I like the way Lawrence Ferlinghetti thinks:
Q: As a symbol of the 50's counterculture, do you care about winning establishment prizes like the lifetime achievement award you will be receiving from the National Book Foundation this month? Is it gratifying?
Lawrence Ferlinghetti: I hate to use a word like "gratifying," which sounds so fatuous. But it's wonderful to receive honors. And it's high time we honored this endangered species.
Q:Which endangered species is that? Poets?
Ferlinghetti: No, the literarians in the world, and there are millions of them. They are not considered the dominant culture in this country. What's called the dominant culture will fade away as soon as the electricity goes off.
(From an interview in the New York Times magazine)
Kenneth Turan of the LA Times finds lots of good bookstores in the gold country.
Bad news for newspapers: The San Francisco Chronicle's daily circulation has dropped 16.5% to 400,906. It's Sunday circulation also declined. It's down 13.5% to 467,212. The Mercury News declined 3.9% to 249,090 daily and dropped 5.2% on Sunday to 278,420.
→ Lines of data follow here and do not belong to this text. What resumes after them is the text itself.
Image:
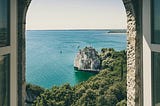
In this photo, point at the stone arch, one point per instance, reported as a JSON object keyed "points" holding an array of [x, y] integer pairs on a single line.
{"points": [[134, 51]]}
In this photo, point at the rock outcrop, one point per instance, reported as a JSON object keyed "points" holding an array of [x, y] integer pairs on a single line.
{"points": [[87, 60]]}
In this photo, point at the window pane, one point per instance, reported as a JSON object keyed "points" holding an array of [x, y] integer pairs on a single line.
{"points": [[156, 78], [156, 21], [4, 80], [4, 23]]}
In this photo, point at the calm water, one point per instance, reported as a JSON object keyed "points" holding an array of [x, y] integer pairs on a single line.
{"points": [[50, 54]]}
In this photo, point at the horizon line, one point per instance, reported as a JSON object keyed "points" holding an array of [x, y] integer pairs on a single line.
{"points": [[83, 29]]}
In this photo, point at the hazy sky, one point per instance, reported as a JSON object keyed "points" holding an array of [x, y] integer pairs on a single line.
{"points": [[76, 14]]}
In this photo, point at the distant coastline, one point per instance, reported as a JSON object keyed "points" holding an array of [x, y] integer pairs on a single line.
{"points": [[109, 30]]}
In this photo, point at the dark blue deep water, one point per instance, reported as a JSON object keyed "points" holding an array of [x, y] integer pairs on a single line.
{"points": [[50, 54]]}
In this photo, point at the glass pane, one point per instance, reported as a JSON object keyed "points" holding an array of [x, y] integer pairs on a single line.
{"points": [[4, 80], [156, 78], [4, 23]]}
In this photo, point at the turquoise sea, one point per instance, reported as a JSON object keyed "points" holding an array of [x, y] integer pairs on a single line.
{"points": [[50, 53]]}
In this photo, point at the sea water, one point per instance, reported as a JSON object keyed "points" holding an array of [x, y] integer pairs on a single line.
{"points": [[50, 54]]}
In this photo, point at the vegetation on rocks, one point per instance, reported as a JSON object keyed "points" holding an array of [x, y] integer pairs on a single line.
{"points": [[107, 88]]}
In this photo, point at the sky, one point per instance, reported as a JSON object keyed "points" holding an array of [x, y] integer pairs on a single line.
{"points": [[76, 14]]}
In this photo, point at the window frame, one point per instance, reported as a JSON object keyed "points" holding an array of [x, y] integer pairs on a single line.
{"points": [[12, 51], [148, 48]]}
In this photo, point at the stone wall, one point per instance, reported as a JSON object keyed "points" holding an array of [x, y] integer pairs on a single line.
{"points": [[134, 51]]}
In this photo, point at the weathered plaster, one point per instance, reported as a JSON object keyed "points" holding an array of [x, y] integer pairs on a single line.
{"points": [[134, 51]]}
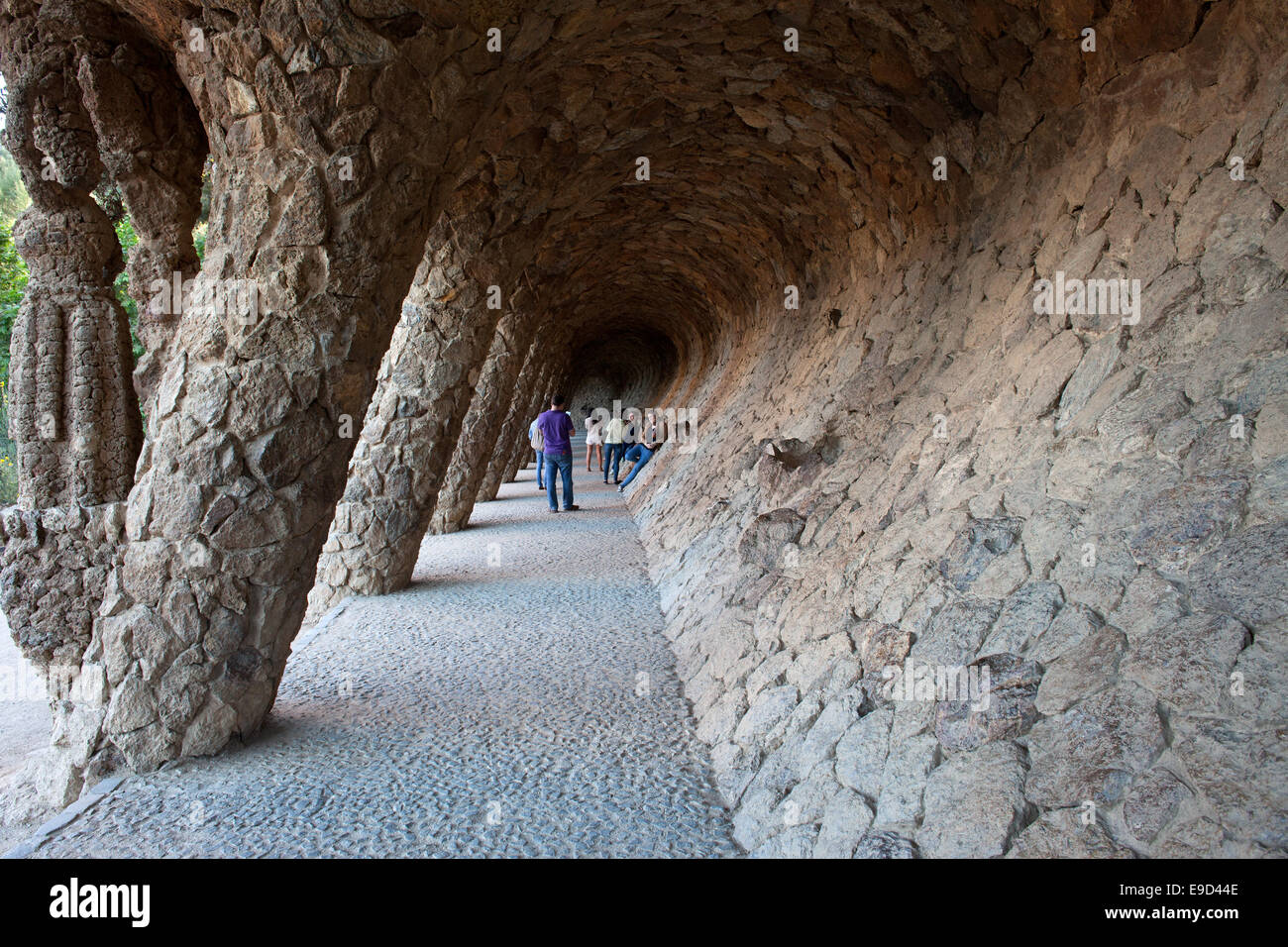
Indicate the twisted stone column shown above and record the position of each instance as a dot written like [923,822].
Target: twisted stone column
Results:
[72,411]
[309,256]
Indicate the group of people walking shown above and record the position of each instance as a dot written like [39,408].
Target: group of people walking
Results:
[612,441]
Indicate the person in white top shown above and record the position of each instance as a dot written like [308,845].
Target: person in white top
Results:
[593,438]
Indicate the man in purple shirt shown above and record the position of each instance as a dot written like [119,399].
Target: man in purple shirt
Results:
[557,428]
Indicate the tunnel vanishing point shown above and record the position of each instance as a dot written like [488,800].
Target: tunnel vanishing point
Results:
[980,307]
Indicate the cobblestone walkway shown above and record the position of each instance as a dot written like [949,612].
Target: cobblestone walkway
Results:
[516,699]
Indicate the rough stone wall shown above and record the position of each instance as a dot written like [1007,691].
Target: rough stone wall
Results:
[1093,510]
[482,429]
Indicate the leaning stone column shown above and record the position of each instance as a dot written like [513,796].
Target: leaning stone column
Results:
[155,149]
[430,373]
[483,424]
[310,252]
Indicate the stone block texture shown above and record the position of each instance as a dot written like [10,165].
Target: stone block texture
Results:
[819,230]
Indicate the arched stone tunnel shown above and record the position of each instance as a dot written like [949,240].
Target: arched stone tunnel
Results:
[978,312]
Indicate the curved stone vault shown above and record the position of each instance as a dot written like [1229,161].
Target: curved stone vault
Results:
[819,230]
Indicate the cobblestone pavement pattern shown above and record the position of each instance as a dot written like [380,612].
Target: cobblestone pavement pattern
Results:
[516,699]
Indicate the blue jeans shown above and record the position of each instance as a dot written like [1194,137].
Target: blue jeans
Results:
[563,464]
[613,455]
[640,455]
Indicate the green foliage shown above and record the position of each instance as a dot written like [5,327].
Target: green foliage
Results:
[13,283]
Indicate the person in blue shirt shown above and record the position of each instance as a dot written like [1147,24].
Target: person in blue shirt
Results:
[643,453]
[541,457]
[557,431]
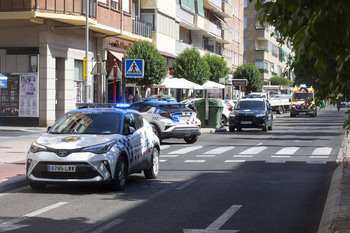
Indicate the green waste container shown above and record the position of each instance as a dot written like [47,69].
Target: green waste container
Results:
[215,113]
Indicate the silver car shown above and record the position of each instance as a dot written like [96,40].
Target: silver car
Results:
[94,146]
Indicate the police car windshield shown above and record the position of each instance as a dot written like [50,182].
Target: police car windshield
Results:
[87,123]
[250,105]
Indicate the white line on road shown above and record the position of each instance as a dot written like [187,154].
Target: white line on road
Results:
[186,184]
[205,156]
[185,150]
[253,150]
[220,150]
[322,151]
[194,161]
[108,226]
[12,224]
[214,227]
[234,161]
[287,151]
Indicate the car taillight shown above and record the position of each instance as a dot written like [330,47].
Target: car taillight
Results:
[165,114]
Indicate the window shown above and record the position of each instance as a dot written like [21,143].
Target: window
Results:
[78,70]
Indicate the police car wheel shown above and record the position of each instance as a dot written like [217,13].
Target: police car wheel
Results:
[37,186]
[153,171]
[119,181]
[191,139]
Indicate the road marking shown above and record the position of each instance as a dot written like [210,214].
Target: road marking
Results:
[322,151]
[220,150]
[287,151]
[108,226]
[186,150]
[318,157]
[205,156]
[280,156]
[234,161]
[169,156]
[163,147]
[12,224]
[243,156]
[186,184]
[194,161]
[253,150]
[275,161]
[214,227]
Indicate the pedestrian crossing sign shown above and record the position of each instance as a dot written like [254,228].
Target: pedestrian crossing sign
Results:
[134,68]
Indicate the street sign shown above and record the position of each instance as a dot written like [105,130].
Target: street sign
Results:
[239,82]
[134,68]
[3,81]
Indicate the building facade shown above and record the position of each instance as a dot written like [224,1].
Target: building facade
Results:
[43,44]
[262,49]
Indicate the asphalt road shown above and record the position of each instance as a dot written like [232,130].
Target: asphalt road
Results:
[249,181]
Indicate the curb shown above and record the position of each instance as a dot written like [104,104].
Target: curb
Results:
[13,183]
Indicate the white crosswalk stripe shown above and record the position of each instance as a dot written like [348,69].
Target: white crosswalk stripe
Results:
[253,150]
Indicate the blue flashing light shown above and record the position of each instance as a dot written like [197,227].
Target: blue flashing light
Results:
[122,105]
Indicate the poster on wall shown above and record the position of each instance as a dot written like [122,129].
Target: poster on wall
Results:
[9,97]
[28,96]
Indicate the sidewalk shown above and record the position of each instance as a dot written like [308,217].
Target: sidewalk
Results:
[336,214]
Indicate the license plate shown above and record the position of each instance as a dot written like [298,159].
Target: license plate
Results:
[61,168]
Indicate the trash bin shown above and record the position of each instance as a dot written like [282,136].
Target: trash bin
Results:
[215,113]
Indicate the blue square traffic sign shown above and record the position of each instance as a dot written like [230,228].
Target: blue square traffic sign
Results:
[134,68]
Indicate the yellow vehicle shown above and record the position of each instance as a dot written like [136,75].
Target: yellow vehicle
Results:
[303,101]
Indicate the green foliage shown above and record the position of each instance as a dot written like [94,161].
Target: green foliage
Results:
[252,74]
[191,66]
[320,33]
[155,64]
[277,80]
[218,67]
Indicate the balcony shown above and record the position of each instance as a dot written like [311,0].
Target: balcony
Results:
[142,28]
[69,7]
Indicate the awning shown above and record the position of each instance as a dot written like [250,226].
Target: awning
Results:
[212,85]
[117,55]
[178,83]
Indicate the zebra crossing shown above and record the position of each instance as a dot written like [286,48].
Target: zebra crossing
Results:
[232,154]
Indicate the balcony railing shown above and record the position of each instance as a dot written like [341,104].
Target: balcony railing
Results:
[75,7]
[142,28]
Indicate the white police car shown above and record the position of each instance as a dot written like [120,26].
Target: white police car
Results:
[94,145]
[170,119]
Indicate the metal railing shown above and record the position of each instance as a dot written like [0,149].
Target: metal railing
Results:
[57,6]
[142,28]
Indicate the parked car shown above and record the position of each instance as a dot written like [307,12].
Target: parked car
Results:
[251,113]
[170,119]
[94,145]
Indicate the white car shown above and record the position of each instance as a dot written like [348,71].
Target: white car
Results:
[170,119]
[94,146]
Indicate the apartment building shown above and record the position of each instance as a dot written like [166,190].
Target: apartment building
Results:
[262,49]
[42,46]
[43,43]
[212,26]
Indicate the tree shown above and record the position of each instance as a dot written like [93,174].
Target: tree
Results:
[252,74]
[320,33]
[277,80]
[218,67]
[191,66]
[155,64]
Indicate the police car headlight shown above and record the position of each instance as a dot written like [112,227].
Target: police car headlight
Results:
[36,147]
[99,149]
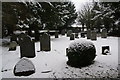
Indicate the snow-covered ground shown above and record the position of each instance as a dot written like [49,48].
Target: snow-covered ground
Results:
[54,62]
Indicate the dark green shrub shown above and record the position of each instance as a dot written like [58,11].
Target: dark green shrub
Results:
[81,53]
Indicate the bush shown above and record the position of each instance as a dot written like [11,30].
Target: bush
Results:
[81,53]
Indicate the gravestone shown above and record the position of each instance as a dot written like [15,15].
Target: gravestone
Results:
[83,34]
[104,33]
[105,50]
[72,37]
[76,35]
[24,67]
[93,35]
[13,38]
[27,47]
[69,32]
[21,37]
[88,34]
[45,42]
[56,34]
[63,32]
[12,46]
[76,30]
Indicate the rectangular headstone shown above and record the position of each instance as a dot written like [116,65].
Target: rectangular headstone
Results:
[88,34]
[69,32]
[93,35]
[82,34]
[72,37]
[56,34]
[27,47]
[12,46]
[13,38]
[76,35]
[45,42]
[104,33]
[63,32]
[105,50]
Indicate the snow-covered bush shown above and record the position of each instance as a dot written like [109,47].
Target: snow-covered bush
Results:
[81,53]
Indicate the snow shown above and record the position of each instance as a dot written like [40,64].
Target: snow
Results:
[53,64]
[24,65]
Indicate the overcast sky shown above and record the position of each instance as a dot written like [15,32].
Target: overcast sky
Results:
[79,3]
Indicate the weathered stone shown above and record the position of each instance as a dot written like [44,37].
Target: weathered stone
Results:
[104,33]
[24,67]
[93,35]
[88,34]
[56,34]
[13,38]
[69,32]
[105,50]
[63,32]
[45,42]
[27,47]
[83,34]
[76,35]
[72,37]
[12,46]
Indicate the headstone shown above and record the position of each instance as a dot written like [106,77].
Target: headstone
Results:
[83,34]
[63,32]
[76,35]
[105,50]
[21,37]
[88,34]
[12,46]
[76,30]
[104,33]
[13,38]
[56,34]
[27,47]
[24,67]
[69,32]
[93,35]
[45,42]
[72,37]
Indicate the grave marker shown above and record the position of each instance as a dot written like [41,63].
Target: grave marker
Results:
[45,42]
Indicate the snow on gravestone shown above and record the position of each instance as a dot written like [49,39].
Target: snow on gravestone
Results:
[93,35]
[45,44]
[104,33]
[27,47]
[69,32]
[88,34]
[24,67]
[56,35]
[12,46]
[63,32]
[13,38]
[72,37]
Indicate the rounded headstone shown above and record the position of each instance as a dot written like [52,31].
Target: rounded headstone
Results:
[24,67]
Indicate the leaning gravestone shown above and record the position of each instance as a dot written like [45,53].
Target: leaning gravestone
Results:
[69,32]
[83,34]
[24,67]
[12,46]
[76,35]
[27,47]
[104,33]
[88,34]
[93,35]
[45,42]
[56,34]
[21,37]
[63,32]
[13,38]
[72,37]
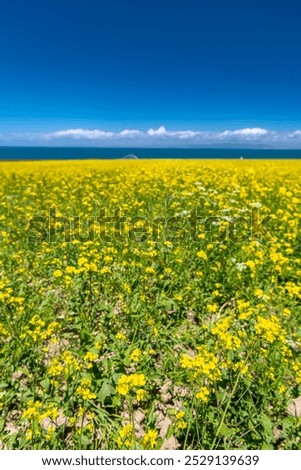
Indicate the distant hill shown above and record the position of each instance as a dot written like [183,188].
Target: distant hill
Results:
[130,156]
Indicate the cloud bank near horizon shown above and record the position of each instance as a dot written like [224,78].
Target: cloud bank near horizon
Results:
[249,136]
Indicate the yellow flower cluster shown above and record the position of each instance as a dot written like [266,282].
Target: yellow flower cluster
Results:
[127,382]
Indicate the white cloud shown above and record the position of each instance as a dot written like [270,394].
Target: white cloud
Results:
[249,136]
[295,134]
[248,133]
[161,131]
[130,133]
[81,134]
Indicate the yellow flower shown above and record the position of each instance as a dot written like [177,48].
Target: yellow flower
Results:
[150,439]
[84,391]
[201,254]
[135,355]
[125,436]
[140,394]
[203,394]
[57,273]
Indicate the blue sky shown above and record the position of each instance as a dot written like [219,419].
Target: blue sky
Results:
[159,72]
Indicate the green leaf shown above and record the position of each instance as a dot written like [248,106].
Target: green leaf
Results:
[225,431]
[45,383]
[106,391]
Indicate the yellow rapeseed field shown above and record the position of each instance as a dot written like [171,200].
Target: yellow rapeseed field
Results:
[150,304]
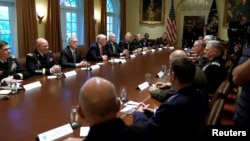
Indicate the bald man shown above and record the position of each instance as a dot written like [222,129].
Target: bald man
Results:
[99,106]
[162,90]
[41,60]
[96,50]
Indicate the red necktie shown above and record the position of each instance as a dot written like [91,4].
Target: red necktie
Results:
[101,51]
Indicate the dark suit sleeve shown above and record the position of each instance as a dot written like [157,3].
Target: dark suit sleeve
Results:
[93,54]
[66,59]
[21,73]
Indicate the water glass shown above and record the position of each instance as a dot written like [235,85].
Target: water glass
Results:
[164,69]
[123,94]
[148,77]
[74,118]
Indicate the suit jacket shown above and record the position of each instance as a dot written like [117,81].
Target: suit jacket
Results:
[66,58]
[160,41]
[182,115]
[215,72]
[12,67]
[126,45]
[136,44]
[93,53]
[37,64]
[115,130]
[109,49]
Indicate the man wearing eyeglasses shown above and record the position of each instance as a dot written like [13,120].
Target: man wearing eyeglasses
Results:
[10,68]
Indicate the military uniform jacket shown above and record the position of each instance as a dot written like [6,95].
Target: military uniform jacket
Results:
[12,67]
[215,72]
[38,64]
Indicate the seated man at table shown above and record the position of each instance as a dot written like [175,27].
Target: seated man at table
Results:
[41,60]
[96,50]
[215,69]
[125,44]
[199,59]
[162,91]
[112,49]
[10,69]
[183,114]
[71,55]
[99,105]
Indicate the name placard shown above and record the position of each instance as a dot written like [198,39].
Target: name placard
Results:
[32,85]
[143,85]
[70,73]
[55,133]
[160,74]
[93,67]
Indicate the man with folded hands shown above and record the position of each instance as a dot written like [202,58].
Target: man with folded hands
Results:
[10,69]
[41,60]
[98,106]
[180,116]
[163,90]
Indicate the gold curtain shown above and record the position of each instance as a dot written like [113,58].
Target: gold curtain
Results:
[89,26]
[123,18]
[103,24]
[26,26]
[53,27]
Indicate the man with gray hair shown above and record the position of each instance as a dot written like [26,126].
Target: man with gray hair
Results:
[214,70]
[71,55]
[96,50]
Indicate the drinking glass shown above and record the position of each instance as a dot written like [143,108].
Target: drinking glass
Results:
[123,94]
[148,77]
[74,122]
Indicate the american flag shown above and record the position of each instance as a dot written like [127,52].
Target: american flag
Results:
[171,25]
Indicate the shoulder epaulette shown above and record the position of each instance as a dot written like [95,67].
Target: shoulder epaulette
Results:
[216,63]
[30,54]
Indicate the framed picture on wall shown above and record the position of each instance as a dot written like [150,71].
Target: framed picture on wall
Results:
[235,9]
[152,11]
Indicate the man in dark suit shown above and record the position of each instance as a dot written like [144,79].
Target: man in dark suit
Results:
[71,55]
[41,60]
[112,49]
[98,106]
[96,50]
[10,69]
[214,69]
[125,44]
[183,113]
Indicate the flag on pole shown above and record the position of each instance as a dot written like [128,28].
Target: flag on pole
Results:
[171,25]
[213,20]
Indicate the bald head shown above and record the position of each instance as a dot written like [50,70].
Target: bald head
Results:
[176,54]
[98,101]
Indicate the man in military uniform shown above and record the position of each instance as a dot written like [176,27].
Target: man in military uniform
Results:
[41,60]
[10,69]
[214,70]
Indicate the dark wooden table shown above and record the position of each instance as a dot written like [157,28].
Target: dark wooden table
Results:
[29,113]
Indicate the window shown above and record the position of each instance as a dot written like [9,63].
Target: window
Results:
[8,25]
[72,20]
[113,18]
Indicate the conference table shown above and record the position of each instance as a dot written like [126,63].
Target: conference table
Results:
[31,112]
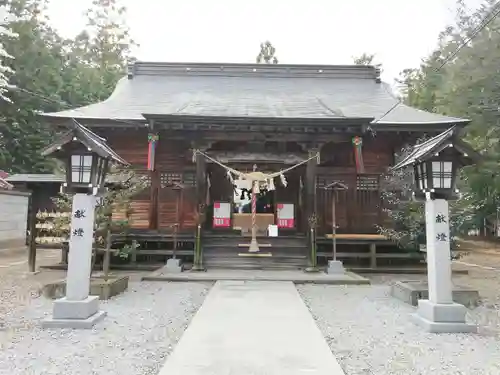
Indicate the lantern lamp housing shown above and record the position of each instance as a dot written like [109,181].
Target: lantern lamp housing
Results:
[436,164]
[87,159]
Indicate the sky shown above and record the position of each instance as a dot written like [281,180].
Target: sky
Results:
[399,32]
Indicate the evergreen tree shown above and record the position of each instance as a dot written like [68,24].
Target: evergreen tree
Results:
[267,53]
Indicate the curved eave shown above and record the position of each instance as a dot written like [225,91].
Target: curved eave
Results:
[266,120]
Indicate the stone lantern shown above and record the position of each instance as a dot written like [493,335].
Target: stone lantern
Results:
[436,164]
[87,158]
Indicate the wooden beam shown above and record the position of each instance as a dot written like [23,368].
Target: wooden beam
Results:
[34,206]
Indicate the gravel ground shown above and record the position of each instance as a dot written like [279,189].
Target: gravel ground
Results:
[371,333]
[17,287]
[141,329]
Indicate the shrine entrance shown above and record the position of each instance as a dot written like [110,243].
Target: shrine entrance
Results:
[275,204]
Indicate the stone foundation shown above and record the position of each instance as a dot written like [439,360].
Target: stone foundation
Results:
[413,291]
[98,287]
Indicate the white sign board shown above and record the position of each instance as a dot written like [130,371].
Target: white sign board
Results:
[286,215]
[222,215]
[272,230]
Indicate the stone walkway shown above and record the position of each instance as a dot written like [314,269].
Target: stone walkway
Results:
[252,328]
[296,276]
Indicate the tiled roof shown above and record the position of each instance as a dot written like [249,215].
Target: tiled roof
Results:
[91,140]
[253,90]
[4,184]
[424,150]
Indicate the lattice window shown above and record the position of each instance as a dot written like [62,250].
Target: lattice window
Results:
[189,179]
[324,180]
[369,183]
[147,179]
[170,178]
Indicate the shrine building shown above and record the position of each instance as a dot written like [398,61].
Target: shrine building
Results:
[190,124]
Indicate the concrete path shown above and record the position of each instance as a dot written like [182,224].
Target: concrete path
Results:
[252,328]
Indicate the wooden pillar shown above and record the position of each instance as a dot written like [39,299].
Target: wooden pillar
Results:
[200,180]
[34,206]
[373,255]
[153,200]
[311,182]
[154,177]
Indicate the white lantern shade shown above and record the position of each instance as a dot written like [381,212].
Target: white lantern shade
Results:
[81,169]
[442,174]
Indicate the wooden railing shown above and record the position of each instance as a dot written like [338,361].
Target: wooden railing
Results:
[358,209]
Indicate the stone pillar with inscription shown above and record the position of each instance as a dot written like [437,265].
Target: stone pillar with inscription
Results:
[439,313]
[78,309]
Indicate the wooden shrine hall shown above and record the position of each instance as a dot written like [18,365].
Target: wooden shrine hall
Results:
[177,123]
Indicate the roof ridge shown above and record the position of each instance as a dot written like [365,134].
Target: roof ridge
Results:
[353,71]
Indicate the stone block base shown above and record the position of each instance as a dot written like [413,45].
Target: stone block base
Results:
[413,291]
[68,309]
[74,323]
[335,267]
[173,266]
[98,287]
[442,318]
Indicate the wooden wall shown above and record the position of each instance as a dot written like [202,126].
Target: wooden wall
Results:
[159,206]
[359,209]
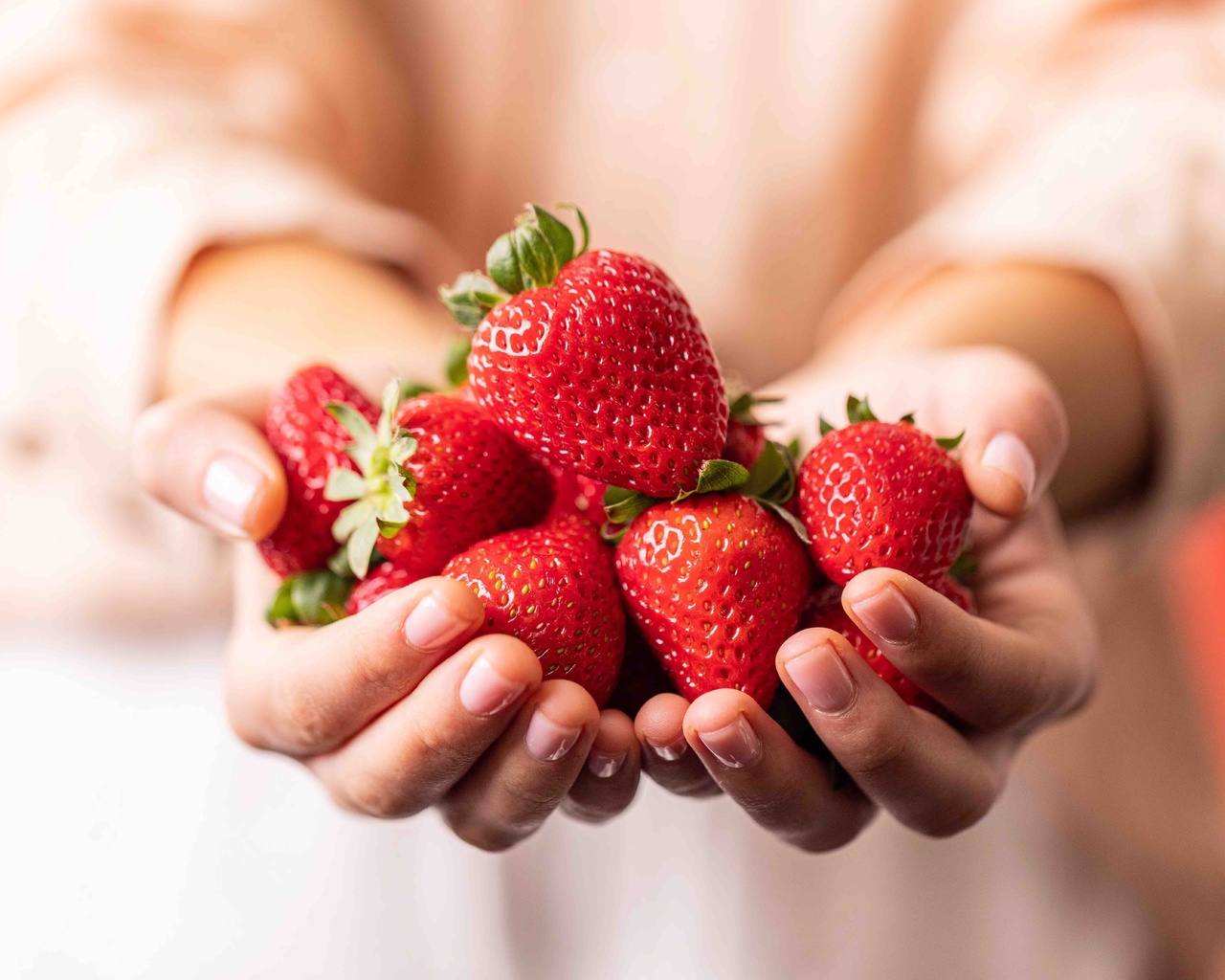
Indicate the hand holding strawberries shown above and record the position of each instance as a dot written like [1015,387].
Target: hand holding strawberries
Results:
[1026,660]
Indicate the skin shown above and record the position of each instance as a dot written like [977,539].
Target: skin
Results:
[381,723]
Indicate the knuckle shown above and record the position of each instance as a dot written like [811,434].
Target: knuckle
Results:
[301,721]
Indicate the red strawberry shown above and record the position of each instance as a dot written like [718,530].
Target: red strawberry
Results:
[576,495]
[552,587]
[595,363]
[883,495]
[436,477]
[716,583]
[825,609]
[310,445]
[383,581]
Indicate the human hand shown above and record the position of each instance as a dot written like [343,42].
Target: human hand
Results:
[397,708]
[1026,660]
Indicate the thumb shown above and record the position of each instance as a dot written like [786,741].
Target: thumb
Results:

The dinner on Saturday night in Bolinas for Prince Charles apparently also included Eric Schlosser, the author of Fast Food Nation. Somehow I can't imagine George W. Bush inviting Schlosser and Michael Pollan to the White House to hear their views on the state of American eating habits. President Bill Clinton couldn't even agree to plant an organic garden at the White House. Give credit to Alice Waters. She keeps trying. Prince Charles will visit the Edible Schoolyard in Berkeley today.